La convention de l’UNESCO sur la protection et la promotion de la diversité des expressions culturelles entrée en vigueur le 18 mars 2007 rappelle ce lien essentiel entre culturel et développement. La culture est un facteur de cohésion sociale et de développement économique.

Au moment où l’on apprend que l’Etat envisage de baisser de façon drastique ses aides en direction du spectacle vivant, du patrimoine, des actions culturelles en direction des publics les plus en difficulté sans parler des transferts des Ecoles Nationales de Musique et de Danse et du Conservatoire National de Région, mal compensés, il est urgent de maintenir, en tant que collectivité, notre participation à la vie culturelle et donc en particulier, en ce qui nous concerne aujourd’hui, à Bonlieu Scène Nationale.

NB : L’Etat réduit ses aides de 60% sur le spectacle vivant, 40% sur le patrimoine et 50% sur les actions culturelles en direction des publics les plus en difficulté. De plus 15 conservateurs à LYON ne sont plus payés.


F. Blanchut rappelle que dès 2005 dans le Plan de programmation des investissements, la C2A avait prévu 8,5 M€ pour BSN et que ces travaux sont indispensables.
Mme Perret (Chavanod) remercie Annecy d'avoir permis pendant des années aux populations des petites communes d'accéder aux spectacles culturels à Bonlieu sans discrimination. Pour elle, il est naturel que la C2A finance ces travaux.
D. Puthod (Annecy) rappelle qu'Annecy a payé la construction, l'entretien et le fonctionnement de BSN pendant 20 ans sans l'aide des communes alors même qu'en proportion ce sont les habitants d'Annecy-le-Vieux qui fréquentent le plus BSN. Il indique également que pour l'Ecole de Musique et de Danse, dont Annecy avait décidé la rénovation avant la création de l'agglo, la ville a effectué seule cette rénovation et n'a transmis l'équipement que plus tard une fois les travaux achevés. Aujourd'hui Annecy continue à financer 90 % du fonctionnement de BSN.
JLRigaut a eu beau jeu d'indiquer que sans les études, il était impossible de déterminer le coût exact et sans la recherche de subventions... il était impossible de déterminer les subventions !
Après une dernière intervention de S. Hazard, le vote est sans ambiguïté.

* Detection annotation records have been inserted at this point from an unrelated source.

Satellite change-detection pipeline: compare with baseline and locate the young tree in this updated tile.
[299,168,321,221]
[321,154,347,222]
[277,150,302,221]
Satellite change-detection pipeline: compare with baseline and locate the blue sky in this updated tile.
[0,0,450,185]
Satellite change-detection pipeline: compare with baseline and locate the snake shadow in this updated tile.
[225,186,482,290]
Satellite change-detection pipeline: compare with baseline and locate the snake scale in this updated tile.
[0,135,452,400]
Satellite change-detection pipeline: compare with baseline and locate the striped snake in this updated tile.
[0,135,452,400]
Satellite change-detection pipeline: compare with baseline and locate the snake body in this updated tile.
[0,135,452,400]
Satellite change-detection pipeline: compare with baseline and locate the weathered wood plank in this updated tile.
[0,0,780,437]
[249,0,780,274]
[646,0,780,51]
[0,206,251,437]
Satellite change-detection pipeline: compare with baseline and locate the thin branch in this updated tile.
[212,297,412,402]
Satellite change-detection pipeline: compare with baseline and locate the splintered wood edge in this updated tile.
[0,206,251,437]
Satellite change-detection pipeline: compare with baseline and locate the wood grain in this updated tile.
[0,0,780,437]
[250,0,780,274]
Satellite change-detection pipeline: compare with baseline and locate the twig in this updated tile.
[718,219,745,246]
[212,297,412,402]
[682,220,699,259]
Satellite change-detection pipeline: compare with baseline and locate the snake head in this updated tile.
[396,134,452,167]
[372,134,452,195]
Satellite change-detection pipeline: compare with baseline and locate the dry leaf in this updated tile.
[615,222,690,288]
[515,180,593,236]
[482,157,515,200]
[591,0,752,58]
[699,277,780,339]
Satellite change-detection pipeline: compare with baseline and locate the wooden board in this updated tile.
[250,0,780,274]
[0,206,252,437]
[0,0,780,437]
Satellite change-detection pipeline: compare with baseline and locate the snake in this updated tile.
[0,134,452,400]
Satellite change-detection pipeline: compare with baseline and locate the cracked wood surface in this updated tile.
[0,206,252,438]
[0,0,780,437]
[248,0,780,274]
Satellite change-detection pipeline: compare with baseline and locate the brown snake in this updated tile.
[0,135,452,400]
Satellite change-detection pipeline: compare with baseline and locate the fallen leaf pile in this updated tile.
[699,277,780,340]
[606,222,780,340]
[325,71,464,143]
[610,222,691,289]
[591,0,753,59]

27 élus ne participent pas au vote  sur 101: pour l'essentiel les élus UMP d'Annecy-le-Vieux, Seynod, Poisy ...
A noter que les élus UMP d'Annecy n'ont pas osé suivre leurs collègues.
Les 74 autres élus ont approuvé la démarche à l'unanimité.
Deuxième claque pour l'UMP !!! Quelle belle soirée !!!

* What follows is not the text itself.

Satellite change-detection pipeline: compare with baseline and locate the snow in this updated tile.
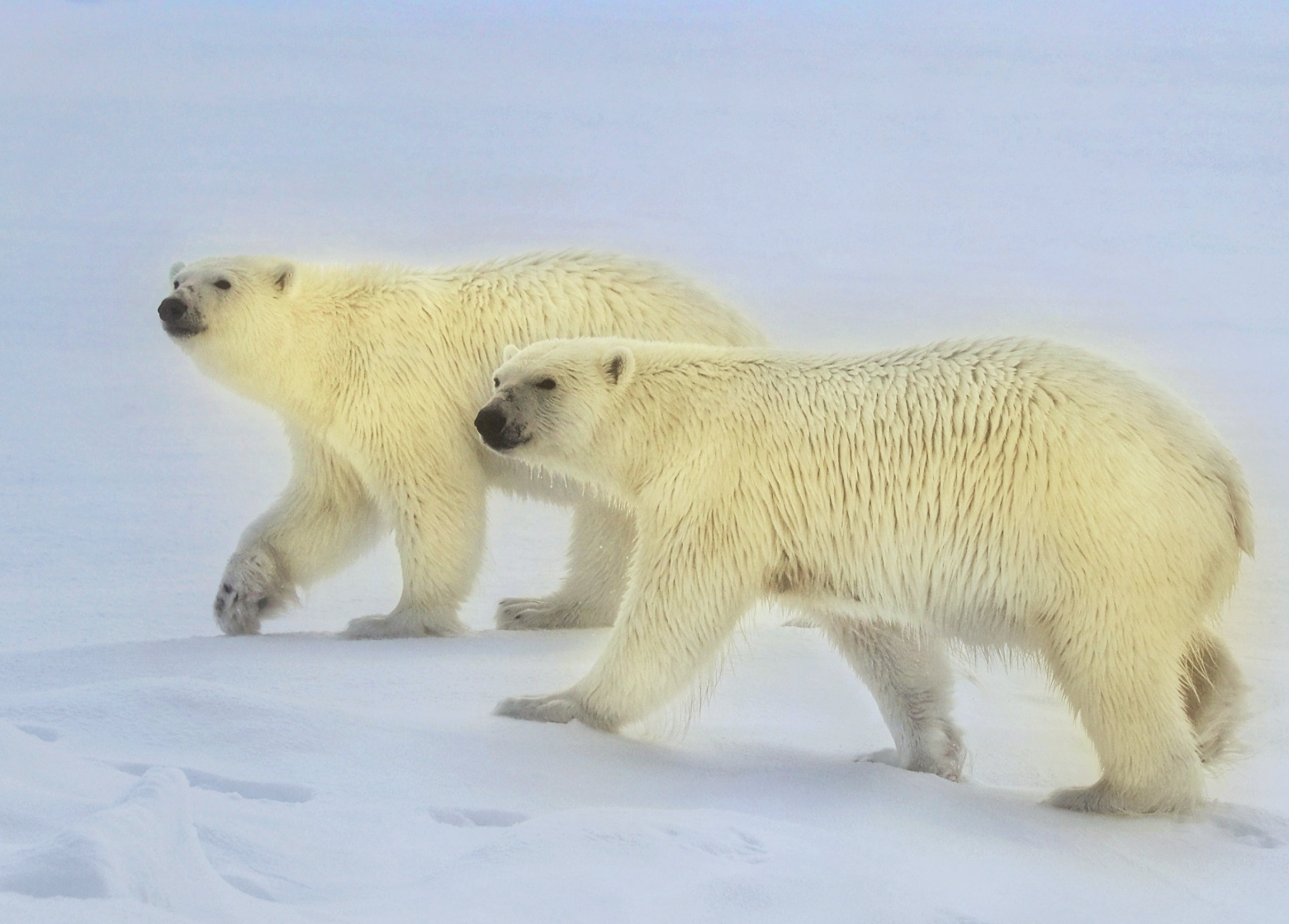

A propos de légitimité des élus à quelques mois des élections, il faut savoir que le mois dernier, la C2A a voté l'aménagement intermodal de la gare d'Annecy, alors même que les crédits n'ont jamais été prévus au plan de programmation des investissements. Personne ne s'est demandé si les élus étaient légitimes pour engager ces sommes importantes. Pour l'UMP, Il s'agit bien d'un prétexte avancé uniquement dès qu'il est question de culture et de logement social, dans l'espoir qu'une présidence UMP de l'agglo pourrait remettre en question ces projets après mars 2008.